Peter J. Rossi, MD, presented “The Role of Molecular Imaging to Improve Cancer Control Post-Prostatectomy” for the Grand Rounds in Urology audience in June 2021.
How to cite: Rossi, Peter J. “The Role of Molecular Imaging to Improve Cancer Control Post-Prostatectomy” June 2021. Accessed Jun 2021. https://grandroundsinurology.com/role-of-molecular-imaging-to-improve-cancer-control-post-prostatectomy/
The Role of Molecular Imaging to Improve Cancer Control Post-Prostatectomy – Summary:
Peter J. Rossi, MD, a board-certified radiation oncologist affiliated with Calaway Young Cancer Center at Valley View Hospital in Glenwood Springs, Colorado, considers the evidence for using molecular imaging to improve prostate cancer control post-prostatectomy, focusing on the results of the EMPIRE-1 study comparing 18F-fluciclovine-PET/CT imaging versus conventional imaging alone to guide post-prostatectomy salvage radiotherapy for prostate cancer. Dr. Rossi explains that while doctors may offer postoperative radiotherapy to patients experiencing a PSA rise or biochemical failure, the decision to do so can be complex and failure rates are high. He notes that improving adjuvant therapy is therefore imperative, and investigators have looked to molecular imaging as the means to do so. Dr.

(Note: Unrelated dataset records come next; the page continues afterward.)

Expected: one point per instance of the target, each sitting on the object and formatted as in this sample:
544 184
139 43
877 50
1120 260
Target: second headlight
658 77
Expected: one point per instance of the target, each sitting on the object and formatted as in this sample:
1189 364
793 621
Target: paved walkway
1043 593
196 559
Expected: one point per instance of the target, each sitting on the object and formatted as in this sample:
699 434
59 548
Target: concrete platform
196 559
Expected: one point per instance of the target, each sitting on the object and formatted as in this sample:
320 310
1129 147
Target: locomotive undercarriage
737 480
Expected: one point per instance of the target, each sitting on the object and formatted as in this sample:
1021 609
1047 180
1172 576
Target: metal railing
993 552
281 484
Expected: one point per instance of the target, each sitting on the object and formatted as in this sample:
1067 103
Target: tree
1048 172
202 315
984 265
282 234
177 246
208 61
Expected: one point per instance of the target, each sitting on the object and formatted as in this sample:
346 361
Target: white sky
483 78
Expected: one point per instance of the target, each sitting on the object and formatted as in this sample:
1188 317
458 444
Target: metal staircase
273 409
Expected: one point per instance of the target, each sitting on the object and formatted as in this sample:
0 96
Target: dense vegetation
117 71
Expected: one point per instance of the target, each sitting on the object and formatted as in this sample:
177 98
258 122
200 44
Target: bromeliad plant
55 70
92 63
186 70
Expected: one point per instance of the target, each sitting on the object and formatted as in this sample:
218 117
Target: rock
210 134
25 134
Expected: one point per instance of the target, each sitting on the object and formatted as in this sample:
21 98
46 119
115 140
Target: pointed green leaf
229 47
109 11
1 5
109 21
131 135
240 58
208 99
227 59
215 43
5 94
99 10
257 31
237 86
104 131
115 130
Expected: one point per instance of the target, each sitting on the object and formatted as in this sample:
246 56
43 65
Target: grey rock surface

Rossi then describes the aims and methods of the EMPIRE-1 trial, noting that the investigators sought to expand the role of 18F-fluciclovine-PET/CT imaging beyond diagnostics and into cancer control by studying how radiotherapy decisions and planning changed based on molecular scans as compared to standard imaging. The results showed that radiotherapy plans were changed in 35.4% of patients based on PET uptake, and that using PET imaging resulted in a significantly improved and significantly more durable failure-free survival rate compared to using standard imaging alone, suggesting that PET is a viable tool for improving adjuvant radiotherapy. Dr. Rossi concludes by looking at future directions for molecular imaging and adjuvant care, highlighting a new study comparing 18F-fluciclovine-PET/CT to PSMA.